Economix, la première histoire de l'économie en BD
>>> L'économie en BD, c'est plutôt une bonne idée ! Et les deux premiers chapitres arrivent à un bel exploit : nous expliquer dans le même moment la dynamique du capitalisme et la pensée économique qui l'a accompagnée. Des mercantilistes aux néoclassiques en passant par Adam Smith, Thomas Malthus, David Ricardo et Karl Marx, le propos est très pédagogique et passionnant. Ensuite, le livre, traduit de l'américain, nous raconte surtout l'histoire de l'économie des Etats-Unis, du pouvoir des trusts au début du XXe siècle à la crise des subprime. On se dit que l'exercice mériterait d'être fait pour l'économie française.
Le ton du livre est résolument progressiste sur le plan politique et hétérodoxe sur le plan économique. Le propos reste clair tout du long, mais, BD ou pas, l'ouvrage est épais, et si la pensée économique fait quelques incursions régulières, elle est bien moins présente qu'au début. A lire doucement, en ayant beaucoup de temps.
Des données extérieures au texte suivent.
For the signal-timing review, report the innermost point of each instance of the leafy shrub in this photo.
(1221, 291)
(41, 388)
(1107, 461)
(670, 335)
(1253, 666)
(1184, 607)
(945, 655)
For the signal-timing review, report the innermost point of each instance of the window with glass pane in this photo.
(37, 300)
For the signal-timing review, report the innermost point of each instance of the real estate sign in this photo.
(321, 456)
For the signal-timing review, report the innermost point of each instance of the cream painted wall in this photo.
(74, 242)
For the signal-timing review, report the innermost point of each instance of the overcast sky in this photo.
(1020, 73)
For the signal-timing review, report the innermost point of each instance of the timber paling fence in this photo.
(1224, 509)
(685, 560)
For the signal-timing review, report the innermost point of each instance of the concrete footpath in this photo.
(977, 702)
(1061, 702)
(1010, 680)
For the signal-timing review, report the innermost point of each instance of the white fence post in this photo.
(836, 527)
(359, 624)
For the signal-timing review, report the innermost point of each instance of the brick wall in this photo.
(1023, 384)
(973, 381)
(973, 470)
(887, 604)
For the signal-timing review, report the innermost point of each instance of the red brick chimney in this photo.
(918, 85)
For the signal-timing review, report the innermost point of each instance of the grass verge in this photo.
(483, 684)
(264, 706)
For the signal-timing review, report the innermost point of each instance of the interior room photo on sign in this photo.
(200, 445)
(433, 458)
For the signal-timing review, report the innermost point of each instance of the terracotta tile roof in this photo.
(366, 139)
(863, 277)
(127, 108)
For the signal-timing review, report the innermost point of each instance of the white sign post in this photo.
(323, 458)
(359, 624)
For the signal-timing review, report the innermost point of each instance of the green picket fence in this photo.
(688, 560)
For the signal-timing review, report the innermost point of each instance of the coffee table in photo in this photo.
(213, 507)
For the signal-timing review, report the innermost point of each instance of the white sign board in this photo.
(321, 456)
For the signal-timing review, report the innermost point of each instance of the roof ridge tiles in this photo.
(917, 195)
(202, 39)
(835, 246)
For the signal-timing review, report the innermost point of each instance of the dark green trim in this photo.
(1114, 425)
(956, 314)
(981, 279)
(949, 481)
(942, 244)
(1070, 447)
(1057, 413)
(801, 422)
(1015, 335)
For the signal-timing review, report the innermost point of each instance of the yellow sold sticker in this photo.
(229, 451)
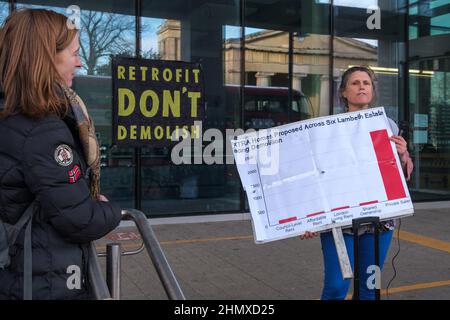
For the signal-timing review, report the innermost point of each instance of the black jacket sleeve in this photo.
(66, 204)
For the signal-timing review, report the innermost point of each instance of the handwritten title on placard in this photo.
(156, 102)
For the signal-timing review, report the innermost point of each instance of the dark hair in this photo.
(346, 75)
(29, 42)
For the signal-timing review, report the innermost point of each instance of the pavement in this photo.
(219, 260)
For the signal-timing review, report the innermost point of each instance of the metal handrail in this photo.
(98, 283)
(156, 254)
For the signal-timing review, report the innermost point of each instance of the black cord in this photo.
(393, 259)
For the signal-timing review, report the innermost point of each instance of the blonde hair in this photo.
(29, 42)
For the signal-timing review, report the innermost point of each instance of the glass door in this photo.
(429, 134)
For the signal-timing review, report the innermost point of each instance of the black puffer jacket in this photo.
(67, 219)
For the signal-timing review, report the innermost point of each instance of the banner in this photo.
(318, 174)
(155, 100)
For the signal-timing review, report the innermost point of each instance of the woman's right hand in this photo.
(309, 235)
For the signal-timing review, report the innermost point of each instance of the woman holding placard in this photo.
(357, 91)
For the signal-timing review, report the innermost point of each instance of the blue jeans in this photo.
(335, 287)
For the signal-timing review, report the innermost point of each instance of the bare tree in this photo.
(103, 34)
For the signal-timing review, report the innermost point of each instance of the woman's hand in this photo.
(309, 235)
(101, 197)
(400, 144)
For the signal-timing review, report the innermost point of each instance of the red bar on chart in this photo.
(315, 214)
(287, 220)
(340, 208)
(388, 166)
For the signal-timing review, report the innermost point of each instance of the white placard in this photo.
(317, 174)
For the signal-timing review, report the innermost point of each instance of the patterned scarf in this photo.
(87, 137)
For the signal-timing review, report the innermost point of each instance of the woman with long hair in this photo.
(49, 161)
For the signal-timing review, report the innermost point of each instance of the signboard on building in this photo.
(318, 174)
(156, 102)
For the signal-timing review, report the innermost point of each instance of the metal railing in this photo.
(113, 256)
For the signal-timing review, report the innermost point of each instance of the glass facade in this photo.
(265, 63)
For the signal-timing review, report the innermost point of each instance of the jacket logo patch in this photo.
(63, 155)
(74, 174)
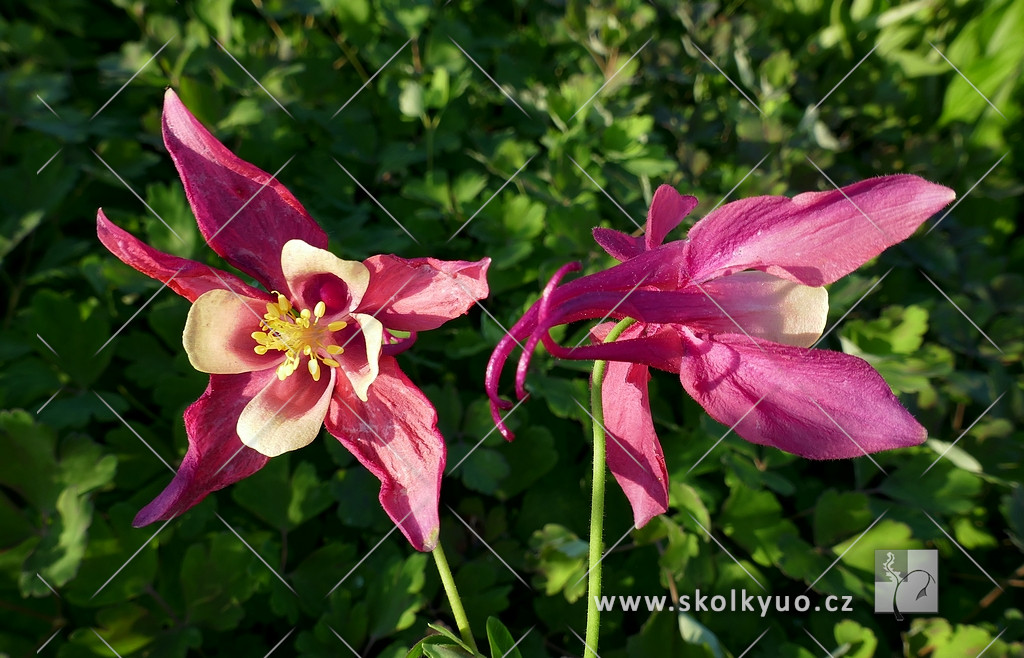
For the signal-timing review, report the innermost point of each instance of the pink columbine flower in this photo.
(314, 348)
(733, 310)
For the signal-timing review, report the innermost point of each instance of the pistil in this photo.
(298, 334)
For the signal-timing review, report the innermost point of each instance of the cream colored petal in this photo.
(287, 414)
(769, 307)
(217, 337)
(299, 261)
(361, 375)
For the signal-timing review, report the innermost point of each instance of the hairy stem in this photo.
(597, 498)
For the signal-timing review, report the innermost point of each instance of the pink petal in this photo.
(244, 214)
(766, 307)
(620, 246)
(420, 294)
(815, 237)
(818, 404)
(186, 277)
(394, 435)
(216, 456)
(634, 453)
(668, 209)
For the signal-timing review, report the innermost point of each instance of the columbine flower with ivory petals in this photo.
(315, 347)
(732, 310)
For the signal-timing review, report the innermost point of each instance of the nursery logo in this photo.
(906, 581)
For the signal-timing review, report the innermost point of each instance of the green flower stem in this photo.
(597, 497)
(453, 594)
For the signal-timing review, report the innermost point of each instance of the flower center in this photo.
(296, 334)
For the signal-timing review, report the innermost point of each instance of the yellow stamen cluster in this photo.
(297, 334)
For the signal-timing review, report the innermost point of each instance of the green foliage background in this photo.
(615, 97)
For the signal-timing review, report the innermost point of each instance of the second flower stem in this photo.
(454, 600)
(597, 497)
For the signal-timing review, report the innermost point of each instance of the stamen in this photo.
(287, 330)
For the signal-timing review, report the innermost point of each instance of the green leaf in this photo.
(483, 470)
(855, 641)
(693, 632)
(560, 559)
(840, 515)
(76, 349)
(216, 578)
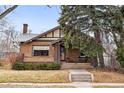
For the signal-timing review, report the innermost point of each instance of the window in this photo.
(40, 50)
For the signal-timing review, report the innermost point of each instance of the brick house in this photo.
(47, 47)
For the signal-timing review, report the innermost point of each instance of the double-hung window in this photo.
(40, 50)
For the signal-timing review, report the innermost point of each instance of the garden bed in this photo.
(56, 76)
(106, 76)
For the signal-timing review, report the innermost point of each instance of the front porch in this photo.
(64, 55)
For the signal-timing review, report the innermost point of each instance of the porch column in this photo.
(57, 52)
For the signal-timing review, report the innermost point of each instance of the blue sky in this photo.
(39, 18)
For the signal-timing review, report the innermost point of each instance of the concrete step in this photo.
(80, 76)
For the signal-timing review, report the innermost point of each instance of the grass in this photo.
(32, 86)
(56, 76)
(103, 76)
(108, 86)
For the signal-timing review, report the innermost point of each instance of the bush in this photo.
(33, 66)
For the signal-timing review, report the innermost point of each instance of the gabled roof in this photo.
(29, 37)
(25, 37)
(42, 34)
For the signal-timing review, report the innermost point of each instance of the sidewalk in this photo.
(59, 85)
(46, 85)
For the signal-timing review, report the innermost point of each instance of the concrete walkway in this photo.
(46, 85)
(59, 85)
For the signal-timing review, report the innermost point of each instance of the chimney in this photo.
(25, 28)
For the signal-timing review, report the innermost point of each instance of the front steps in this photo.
(80, 76)
(76, 66)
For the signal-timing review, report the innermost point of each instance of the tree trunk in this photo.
(100, 55)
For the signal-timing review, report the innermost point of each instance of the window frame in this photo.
(40, 50)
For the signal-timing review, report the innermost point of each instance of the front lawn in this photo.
(34, 86)
(104, 76)
(108, 86)
(41, 76)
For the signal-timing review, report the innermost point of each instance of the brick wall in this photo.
(73, 55)
(26, 49)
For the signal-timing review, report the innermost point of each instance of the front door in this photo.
(62, 53)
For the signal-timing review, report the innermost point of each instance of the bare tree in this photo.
(7, 11)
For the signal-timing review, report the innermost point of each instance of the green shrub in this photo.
(33, 66)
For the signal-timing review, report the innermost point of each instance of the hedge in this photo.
(33, 66)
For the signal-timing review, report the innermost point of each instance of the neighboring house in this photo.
(46, 47)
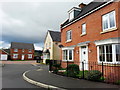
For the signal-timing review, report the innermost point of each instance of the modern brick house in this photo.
(91, 34)
(3, 54)
(51, 46)
(22, 51)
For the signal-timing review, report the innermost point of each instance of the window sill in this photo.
(68, 41)
(83, 34)
(109, 30)
(66, 61)
(109, 64)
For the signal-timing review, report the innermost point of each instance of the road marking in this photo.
(38, 83)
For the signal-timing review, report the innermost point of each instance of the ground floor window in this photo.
(68, 55)
(109, 53)
(15, 55)
(29, 55)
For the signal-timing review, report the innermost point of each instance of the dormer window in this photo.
(73, 13)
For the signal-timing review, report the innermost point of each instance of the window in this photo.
(117, 52)
(30, 50)
(15, 50)
(84, 28)
(23, 50)
(49, 44)
(15, 55)
(68, 55)
(71, 15)
(108, 52)
(29, 55)
(69, 35)
(108, 21)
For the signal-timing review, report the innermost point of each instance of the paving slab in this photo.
(42, 75)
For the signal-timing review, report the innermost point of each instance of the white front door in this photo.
(23, 56)
(84, 57)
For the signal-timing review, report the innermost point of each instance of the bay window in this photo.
(68, 55)
(69, 35)
(109, 53)
(108, 21)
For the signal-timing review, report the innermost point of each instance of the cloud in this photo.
(29, 21)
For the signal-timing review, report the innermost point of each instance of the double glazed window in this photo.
(84, 28)
(69, 35)
(109, 21)
(68, 55)
(15, 55)
(29, 55)
(15, 50)
(109, 53)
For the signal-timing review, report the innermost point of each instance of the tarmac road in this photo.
(12, 76)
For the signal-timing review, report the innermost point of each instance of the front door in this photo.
(84, 58)
(23, 56)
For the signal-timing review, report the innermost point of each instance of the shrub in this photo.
(72, 70)
(94, 75)
(117, 82)
(47, 61)
(80, 75)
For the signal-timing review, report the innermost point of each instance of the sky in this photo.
(28, 21)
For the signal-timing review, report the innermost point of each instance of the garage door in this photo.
(3, 57)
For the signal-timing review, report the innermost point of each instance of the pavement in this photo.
(12, 77)
(43, 77)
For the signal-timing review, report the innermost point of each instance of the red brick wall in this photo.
(93, 29)
(26, 52)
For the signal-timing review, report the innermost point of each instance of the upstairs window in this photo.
(15, 50)
(30, 50)
(84, 28)
(109, 53)
(69, 35)
(68, 55)
(109, 21)
(71, 15)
>>> L'Economie pour tous en version BD
La mise en bouche des premières planches,
en forme de cours de rattrapage pour ceux qui n'aurait pas - et encore -
dépassé le Bac ES, reste facilement accessible. On comprend tout sans
forcer. C'est la « Main invisible ", de l'origine à 1820, les prémices
du capitalisme, du marché, de l'entreprise : le modèle hollandais, le
mercantilisme à la Colbert (seule référence à la France avec la
révolution et Napoléon !), les physiocrates et Adam Smith, l'apparition
des corporations, les scientistes (Malthus et Ricardo)... De quoi
s'échauffer un peu avant les plats de résistance. Car il faut vite
s'accrocher. Normal. L'économie et le monde se sont bougrement densifiés
et complexifiés au fil des siècles. Et comme l'ouvrage en déroule
linéairement l'histoire... Suivent donc, la révolution industrielle et
ses bouleversements, le pouvoir du capital et la constitution des grands
trusts (transports, énergie, banques...), la guerre mondiale et la
révolution russe, l'hyperinflation allemande et la crise de 1929, etc...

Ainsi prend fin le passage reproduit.